After NR reached out, Peters’s staff further clarified that the senator hopes to include improved language — focused on creating “a comprehensive process to address bad actors in this space” — in the text of the NDAA. Several sources familiar with the situation, however, said that the senator’s staff had not previously offered or spoken about such a new NDAA provision.

One U.S. firm that might be affected by the legislation is BGI’s U.S. subsidiary, Complete Genomics. It has already spent at least $150,000 since July to hire a K Street firm to lobby Congress and the executive branch on the provision, according to disclosures filed with the Senate. That firm, the Vogel Group, did not respond to a request for comment.

Meanwhile, BGI Group has hired the white-shoe law firm Steptoe & Johnson to lobby on its behalf, paying the firm $270,000 for its work from the start of July through the end of September.

In recent years, BGI Genomics and its subsidiaries have come under increasing pressure not only in Congress but also from the executive branch. The Pentagon labeled it a “Chinese military company” last year, and the Commerce Department added several of its subsidiaries to an export blacklist, alleging that they’re implicated in Beijing’s atrocities against Uyghurs and its mass-surveillance activities.

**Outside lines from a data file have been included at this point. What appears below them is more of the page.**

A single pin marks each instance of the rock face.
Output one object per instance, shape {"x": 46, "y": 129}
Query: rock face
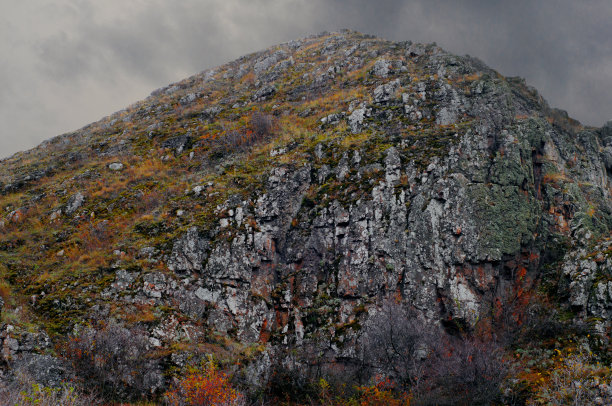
{"x": 428, "y": 177}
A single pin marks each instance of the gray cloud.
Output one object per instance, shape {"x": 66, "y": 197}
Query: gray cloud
{"x": 69, "y": 62}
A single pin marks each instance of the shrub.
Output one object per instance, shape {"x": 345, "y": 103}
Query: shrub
{"x": 25, "y": 392}
{"x": 396, "y": 343}
{"x": 463, "y": 372}
{"x": 575, "y": 380}
{"x": 434, "y": 367}
{"x": 204, "y": 387}
{"x": 114, "y": 361}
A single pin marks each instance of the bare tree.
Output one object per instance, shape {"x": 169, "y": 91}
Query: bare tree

In a 2021 bulletin warning about the Chinese government’s efforts to collect large sets of genetic data from around the world via BGI and other firms, the U.S. National Counterintelligence and Security Center pointed to the global use of BGI Covid testing kits and the opening of over a dozen labs operated by the firm in foreign countries.

China has “clearly stated it wants to go from being a biotech power to a biotech superpower, and it sees genomics and these kinds of relationships that it builds as key to that,” Puglisi told NR.

Jimmy Quinn is the national security correspondent for National Review and a Novak Fellow at The Fund for American Studies.